Market Square truly is the many faceted jewel in the heart of Pittsburgh. Pittsburgh was founded at The Point, where the Allegheny and Monongahela Rivers merged to form the Ohio Rivers, but it was at Market Square where Pittsburghers gathered. As the budding community at Fort Pitt grew beyond the settlement there, it became apparent that the developing city needed some direction. In 1784, Philadelphia surveyors George Woods and Thomas Vickroy were sent to layout the new city. The pair created a common area, which was known as the “Diamond,” a Scottish term for a public square. Eventually, this Diamond would become known as Market Square.

Humble Beginnings

In 1794, the first Allegheny County Courthouse was located at the Diamond as well the first jail and the first newspaper published west of the Allegheny Mountains, The Pittsburgh Gazette. It also contained the original Market House, which was located on the eastern side of the square. In those days, goods were brought to the city by steamboat and offloaded at the Mon Wharf and brought to the square. Farmers and merchants also sold their wares.
As the city grew and expanded, the courthouse moved to Grant Street in 1841 and the square became exclusively a market district. In 1845. a raging fire destroyed one-third of the buildings in downtown Pittsburgh. Although the wooden market buildings were spared, they were soon replaced with two brick buildings, the Diamond Market Houses, which opened in 1852. Each of the buildings covered half of the square and were operated by the city.

The New Diamond Market

After 62 years, the Diamond Market Houses were demolished in 1914 and, once again, Market Square was reinvented with the opening of The New Diamond Market. An H-shaped building that occupied all four quadrants of the square and was built with openings that allowed Diamond Street traffic to pass below and intersect with Market Street. Grocers, bakers and florists attracted shoppers to the vast market. It featured an exhibition hall and a boxing ring on the second floor. And at one time, the market even had a roller-skating rink on the third floor.
However, as more people moved to the suburbs and shopping centers were built, the Diamond Market’s appeal as a shopping district lessened. In 1958, Mayor David L. Lawrence changed the name of Diamond Street to Forbes Avenue, to honor General John Forbes, who took this area from the French.
As the years passed, The New Diamond Market fell into disrepair, and in 1959 a cornice fell from the building, striking a woman and crushing her foot. This prompted an inspection of the building, which revealed to officials that the building needed extensive repairs and that it was inhabited by pigeons and covered with droppings.

Moving Forward

In 1961, The New Diamond Market buildings were razed to create an open plaza, one composed of four grassy quadrants, which were crossed by Forbes Avenue and Market Street. It became a popular hangout for the lunch-time crowd and a place to feed pigeons. In 1972, Market Square was designated as the city’s first historic district. In 1977 Hartzell Memorial Fountain, constructed in 1909 by James E. Hartzell for his late wife Annie, which is inscribed with the words, “For Man, Beast and Bird,” was brought to the square, and it remained there until 1990. It served as a birdbath, public water fountain and often as a sink for the homeless to freshen up. It now resides on the North Side at North Commons and Federal Street.
When PPG Place was constructed the early 1980s, the old buildings surrounding the square in one of the quadrants were demolished to make way for the new PPG structures. Market Squares’ most recent iteration came in 2009. The intersection in the middle of the square was eliminated and traffic was diverted around the perimeter. The four grass quadrants were paved over, creating a larger European-style gathering place, ringed by restaurants and shops.

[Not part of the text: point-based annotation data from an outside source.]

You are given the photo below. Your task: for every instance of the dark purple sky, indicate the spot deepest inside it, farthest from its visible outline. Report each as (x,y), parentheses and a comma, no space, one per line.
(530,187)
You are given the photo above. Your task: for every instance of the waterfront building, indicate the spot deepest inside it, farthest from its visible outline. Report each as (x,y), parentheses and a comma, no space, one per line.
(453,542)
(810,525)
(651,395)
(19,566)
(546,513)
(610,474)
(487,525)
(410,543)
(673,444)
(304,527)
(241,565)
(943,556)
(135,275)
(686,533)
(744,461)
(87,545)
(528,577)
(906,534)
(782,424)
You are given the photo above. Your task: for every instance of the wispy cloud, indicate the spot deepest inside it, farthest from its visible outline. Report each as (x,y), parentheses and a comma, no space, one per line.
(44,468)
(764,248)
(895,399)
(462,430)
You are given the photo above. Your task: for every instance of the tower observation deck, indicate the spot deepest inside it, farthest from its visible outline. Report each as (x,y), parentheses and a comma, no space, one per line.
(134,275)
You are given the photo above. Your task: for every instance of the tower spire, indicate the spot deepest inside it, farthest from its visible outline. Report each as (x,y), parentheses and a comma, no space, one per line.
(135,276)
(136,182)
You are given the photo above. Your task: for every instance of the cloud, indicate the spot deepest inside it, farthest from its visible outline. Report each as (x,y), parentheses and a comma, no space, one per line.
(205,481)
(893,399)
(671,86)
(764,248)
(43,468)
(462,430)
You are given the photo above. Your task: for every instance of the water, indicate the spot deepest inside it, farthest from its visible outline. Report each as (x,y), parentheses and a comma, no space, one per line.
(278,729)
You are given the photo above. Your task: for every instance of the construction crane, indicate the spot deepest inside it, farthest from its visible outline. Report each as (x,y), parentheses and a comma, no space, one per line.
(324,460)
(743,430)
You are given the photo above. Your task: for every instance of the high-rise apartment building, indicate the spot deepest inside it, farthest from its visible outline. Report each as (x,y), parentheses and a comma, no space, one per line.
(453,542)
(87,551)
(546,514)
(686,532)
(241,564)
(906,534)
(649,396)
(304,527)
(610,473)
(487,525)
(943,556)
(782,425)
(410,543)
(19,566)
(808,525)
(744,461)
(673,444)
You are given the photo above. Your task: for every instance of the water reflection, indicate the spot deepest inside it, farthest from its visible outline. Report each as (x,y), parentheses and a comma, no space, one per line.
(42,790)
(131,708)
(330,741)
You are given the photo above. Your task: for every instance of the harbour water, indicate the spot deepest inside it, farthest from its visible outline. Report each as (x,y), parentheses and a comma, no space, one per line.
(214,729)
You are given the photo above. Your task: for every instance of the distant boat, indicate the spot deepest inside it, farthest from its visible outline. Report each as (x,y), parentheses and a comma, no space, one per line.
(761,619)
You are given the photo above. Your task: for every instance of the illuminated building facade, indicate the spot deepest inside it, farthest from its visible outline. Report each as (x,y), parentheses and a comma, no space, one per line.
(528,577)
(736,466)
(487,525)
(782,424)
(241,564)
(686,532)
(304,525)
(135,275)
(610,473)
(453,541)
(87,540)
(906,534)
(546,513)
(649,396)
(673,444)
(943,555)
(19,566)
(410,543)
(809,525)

Market Square: Present Day

Today, Market Square continues to be Pittsburgh’s gathering place. It houses numerous shops and restaurants, including the Original Oyster House, which has been on the square since 1870, making it the oldest bar and restaurant in the city. During the holidays, the Peoples Gas Holiday Market entices shoppers to the square with its German-styled Christkindlmarkts. In the warmer months, like days gone by, a Farmers’ Market is held. People also gather in Market Square for Light-Up Night, the Irish Fair in the Square for St. Patrick’s Day and for pep rallies for the Penguins and Steelers as well as for free concerts and even Yoga in the Square.
Although this Diamond in the heart of the city has often needed polishing, Market Square has for more than two centuries managed to remain what it was designed to be—Pittsburgh’s gathering place.